3 Replies Latest reply on Jun 3, 2008 3:09 PM by marklittle

    WS-CDL spec brings benefit to software development

    jeff.yuchang

      Hi All,

      I am thinking of the WS-CDL is a contract among the participants, it is a high level of WSDL, but it is more than WSDL, it also provides the "Flow" happened in the participants.

      I can understand that the WS-CDL will bring us benefit in the top-down approach in the software development, but as we can see that contract first is not that popular in the developers. Take the WSDL for example, many developers still like to have Java code first, and then get the WSDL generated by using the annotation. (contract-last).

      I am also a contract-last guy, so I am wondering that right now how can we do that? With the WS-CDL, I am thinking it helps the top-down approach in software development, say, Business Analyst define the contract, generate the contract in such as java code, and then developers code against the generated codes... but in this case, if the contract changed, then you will need to regenerated the all codes again, and do some appropriate updates also.

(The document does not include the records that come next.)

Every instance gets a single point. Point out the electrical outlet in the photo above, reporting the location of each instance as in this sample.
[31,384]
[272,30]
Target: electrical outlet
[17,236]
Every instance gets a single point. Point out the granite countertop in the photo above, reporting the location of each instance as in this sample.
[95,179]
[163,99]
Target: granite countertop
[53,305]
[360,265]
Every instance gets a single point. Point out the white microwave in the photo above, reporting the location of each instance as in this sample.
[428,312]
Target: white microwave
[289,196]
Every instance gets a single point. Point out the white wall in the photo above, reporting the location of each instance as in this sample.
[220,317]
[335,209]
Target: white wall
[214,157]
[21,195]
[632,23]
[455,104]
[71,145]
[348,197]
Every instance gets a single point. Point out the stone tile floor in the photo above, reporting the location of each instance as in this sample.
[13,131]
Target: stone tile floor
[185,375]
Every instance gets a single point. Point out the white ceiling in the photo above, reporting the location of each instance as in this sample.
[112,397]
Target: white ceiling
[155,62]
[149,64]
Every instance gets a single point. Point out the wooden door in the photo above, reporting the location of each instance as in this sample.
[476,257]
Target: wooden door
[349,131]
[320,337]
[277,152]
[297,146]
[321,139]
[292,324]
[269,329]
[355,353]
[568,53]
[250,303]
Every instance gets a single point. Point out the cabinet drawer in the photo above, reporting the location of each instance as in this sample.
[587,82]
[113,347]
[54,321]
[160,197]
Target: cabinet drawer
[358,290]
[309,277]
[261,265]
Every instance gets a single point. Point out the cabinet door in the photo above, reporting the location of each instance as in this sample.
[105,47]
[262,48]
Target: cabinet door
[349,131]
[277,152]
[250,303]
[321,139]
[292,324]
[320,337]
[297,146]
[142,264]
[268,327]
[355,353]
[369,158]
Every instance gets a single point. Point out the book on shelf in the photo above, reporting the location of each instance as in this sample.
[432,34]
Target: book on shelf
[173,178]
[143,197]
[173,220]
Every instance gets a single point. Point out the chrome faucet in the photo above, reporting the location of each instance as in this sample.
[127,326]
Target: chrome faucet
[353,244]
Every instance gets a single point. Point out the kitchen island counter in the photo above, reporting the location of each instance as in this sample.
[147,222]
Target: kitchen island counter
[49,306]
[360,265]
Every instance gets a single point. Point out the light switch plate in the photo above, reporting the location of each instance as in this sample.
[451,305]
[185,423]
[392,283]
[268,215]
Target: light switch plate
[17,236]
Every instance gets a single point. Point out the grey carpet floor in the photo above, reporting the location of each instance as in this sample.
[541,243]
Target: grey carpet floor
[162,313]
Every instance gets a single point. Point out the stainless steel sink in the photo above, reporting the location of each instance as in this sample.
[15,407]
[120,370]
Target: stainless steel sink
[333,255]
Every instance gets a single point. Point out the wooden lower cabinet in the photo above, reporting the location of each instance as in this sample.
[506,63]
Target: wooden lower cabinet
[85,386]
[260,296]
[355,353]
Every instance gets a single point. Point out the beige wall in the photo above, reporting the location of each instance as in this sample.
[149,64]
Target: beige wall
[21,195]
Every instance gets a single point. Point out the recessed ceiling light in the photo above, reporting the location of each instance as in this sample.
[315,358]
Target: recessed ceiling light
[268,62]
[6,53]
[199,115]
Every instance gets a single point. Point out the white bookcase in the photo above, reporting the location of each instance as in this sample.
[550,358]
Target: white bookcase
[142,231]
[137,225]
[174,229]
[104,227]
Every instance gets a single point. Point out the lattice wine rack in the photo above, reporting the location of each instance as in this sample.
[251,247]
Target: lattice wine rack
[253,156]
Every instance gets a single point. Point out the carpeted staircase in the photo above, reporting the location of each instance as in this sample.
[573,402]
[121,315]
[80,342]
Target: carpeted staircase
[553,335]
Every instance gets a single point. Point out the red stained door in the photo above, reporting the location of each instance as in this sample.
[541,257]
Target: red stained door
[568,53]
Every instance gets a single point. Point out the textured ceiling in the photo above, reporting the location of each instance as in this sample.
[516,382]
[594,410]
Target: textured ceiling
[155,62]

      I don't know how can we do the contract last with the WS-CDL, needs to define a set of annotations? or how do we use the WS-CDL in the software development.

        • 1. Re: WS-CDL spec brings benefit to software development
          marklittle

          Hi Jeff. There's no single right approach to service development. Contract-first is good for more than business analysts though! Plus, a good service contract has to be much more than just WSDL (or its equivalent). Contract last development works on an individual service basis but has problems scaling, and particularly if you don't control the lifecycle for all of the services involved in the deployment.

          But the aim should be to allow the CDL aspect of the contract to be applied to existing service deployments. As I said in another forum posting: that's what SOA is about after all, leveraging existing investments.

          Furthermore, the way we're looking to use CDL is not just a static design-time aspect: it's for runtime.

          • 2. Re: WS-CDL spec brings benefit to software development
            objectiser

            Hi Jeff

            I think in large scale projects, having a 'blueprint' to follow and aid the construction of a large number of services can only be a good thing. It ensures that each service, although developed independently, probably by many different teams (possibly globally distributed), can be assured of working together when it comes to integration testing. Hence the benefit of contract driven development for large scale projects.

            However, as time goes on, most organisations will have existing services that they wish to reuse. Therefore even in a contract driven approach, we would still need to be able to accomodate existing services. This may result in the choreography needing to adapt to the behaviour of the existing service, or the existing service be changed to meet the new requirements of the choreography. By having an understanding of the required behaviour, against the existing behaviour, it enables us to make an informed decision about how the project should proceed, what the cost of each approach may be, etc.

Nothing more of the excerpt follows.